José Wellington - O Feliciano é jovem, político, está querendo tirar proveito desse troço. Ele está dando corda na coisa. Bobo ele não é. Agora, há uma exploração muito grande do pessoal [críticos de Feliciano]. A verdade é que estamos juntos da Igreja Católica. O que nós não aceitamos a Igreja Católica não aceita. Eles não aceitam aborto, casamento de pessoas do mesmo sexo.
Qual a importância de Feliciano na Assembleia de Deus?
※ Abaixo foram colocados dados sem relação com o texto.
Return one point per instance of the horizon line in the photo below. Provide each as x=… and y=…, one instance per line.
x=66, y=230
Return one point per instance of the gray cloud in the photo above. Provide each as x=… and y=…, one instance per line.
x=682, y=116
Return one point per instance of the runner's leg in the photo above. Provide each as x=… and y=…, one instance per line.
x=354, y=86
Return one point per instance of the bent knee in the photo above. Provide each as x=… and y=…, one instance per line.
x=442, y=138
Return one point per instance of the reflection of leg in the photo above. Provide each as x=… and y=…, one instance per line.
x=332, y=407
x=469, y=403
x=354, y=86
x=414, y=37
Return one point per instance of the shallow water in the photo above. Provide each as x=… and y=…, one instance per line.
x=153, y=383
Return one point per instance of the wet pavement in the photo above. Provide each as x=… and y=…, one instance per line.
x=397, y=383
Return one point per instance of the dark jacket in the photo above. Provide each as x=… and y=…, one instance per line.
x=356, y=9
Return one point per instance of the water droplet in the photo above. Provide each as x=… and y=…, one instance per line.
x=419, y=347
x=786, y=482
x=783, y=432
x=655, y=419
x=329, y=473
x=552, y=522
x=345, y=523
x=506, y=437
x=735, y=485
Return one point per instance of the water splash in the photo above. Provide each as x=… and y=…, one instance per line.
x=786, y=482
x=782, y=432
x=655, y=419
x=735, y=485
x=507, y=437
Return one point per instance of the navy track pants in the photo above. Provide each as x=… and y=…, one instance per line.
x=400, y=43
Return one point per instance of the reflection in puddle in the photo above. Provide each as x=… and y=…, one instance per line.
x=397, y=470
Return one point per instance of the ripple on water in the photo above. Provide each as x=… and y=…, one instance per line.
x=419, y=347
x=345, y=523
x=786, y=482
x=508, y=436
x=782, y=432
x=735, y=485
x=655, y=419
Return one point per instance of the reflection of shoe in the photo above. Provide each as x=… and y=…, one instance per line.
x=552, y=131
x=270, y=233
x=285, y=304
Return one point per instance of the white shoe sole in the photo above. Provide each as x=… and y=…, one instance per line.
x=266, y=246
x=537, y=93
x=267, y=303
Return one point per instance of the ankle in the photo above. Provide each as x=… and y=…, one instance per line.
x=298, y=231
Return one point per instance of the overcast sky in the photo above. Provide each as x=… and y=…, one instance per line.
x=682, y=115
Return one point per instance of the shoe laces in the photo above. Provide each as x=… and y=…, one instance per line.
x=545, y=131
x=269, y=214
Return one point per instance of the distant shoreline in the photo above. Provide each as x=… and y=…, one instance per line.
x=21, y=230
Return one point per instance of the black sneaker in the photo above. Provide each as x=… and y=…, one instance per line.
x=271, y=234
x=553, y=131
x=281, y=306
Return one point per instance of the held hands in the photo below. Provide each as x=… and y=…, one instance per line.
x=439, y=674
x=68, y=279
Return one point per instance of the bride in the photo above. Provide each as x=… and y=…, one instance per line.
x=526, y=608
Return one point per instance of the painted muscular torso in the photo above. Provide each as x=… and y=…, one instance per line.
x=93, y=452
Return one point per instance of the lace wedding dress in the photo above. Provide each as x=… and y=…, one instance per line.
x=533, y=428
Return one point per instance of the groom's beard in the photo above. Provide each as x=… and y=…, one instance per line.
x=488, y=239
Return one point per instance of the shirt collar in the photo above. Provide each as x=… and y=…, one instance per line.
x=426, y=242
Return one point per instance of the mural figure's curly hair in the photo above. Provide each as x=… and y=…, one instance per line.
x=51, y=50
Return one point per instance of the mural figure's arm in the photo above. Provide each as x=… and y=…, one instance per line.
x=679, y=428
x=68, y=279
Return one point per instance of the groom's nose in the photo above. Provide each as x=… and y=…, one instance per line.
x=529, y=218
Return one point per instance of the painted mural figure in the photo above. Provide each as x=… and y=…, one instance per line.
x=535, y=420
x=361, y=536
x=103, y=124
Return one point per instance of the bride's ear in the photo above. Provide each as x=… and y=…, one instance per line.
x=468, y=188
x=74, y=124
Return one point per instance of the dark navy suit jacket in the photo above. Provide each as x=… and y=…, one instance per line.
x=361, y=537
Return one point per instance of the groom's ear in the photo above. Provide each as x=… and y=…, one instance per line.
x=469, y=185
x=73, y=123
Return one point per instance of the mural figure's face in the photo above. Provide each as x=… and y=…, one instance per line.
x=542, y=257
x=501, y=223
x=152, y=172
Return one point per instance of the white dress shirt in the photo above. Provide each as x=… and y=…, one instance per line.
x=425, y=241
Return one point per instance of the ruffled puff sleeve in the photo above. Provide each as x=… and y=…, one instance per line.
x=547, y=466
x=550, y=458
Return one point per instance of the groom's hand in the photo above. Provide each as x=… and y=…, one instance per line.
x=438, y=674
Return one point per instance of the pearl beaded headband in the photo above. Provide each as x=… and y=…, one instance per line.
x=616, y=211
Ele é um pastor como os demais. Não tem qualquer destaque, direito a mais, proteção a mais. Ele defende valores comuns a uma sociedade sensata e sadia.
Qual a posição da Convenção sobre a alegação de Feliciano de que Noé amaldiçoou a África?
Essa é uma interpretação teológica. A Bíblia, quando conta a histórica de Cã ou Cão, diz que aquele filho de Noé, quando o pai tomou uns gorós e, bêbado, se despiu, ficou caído. Veio um outro filho, viu os dois, e saiu criticando. Outro veio, de costas, e cobriu a nudez do pai. Esse o pai abençoou e outro ele amaldiçoou. Cada um interpreta como quer.
Mas dentro da igreja a posição não é essa.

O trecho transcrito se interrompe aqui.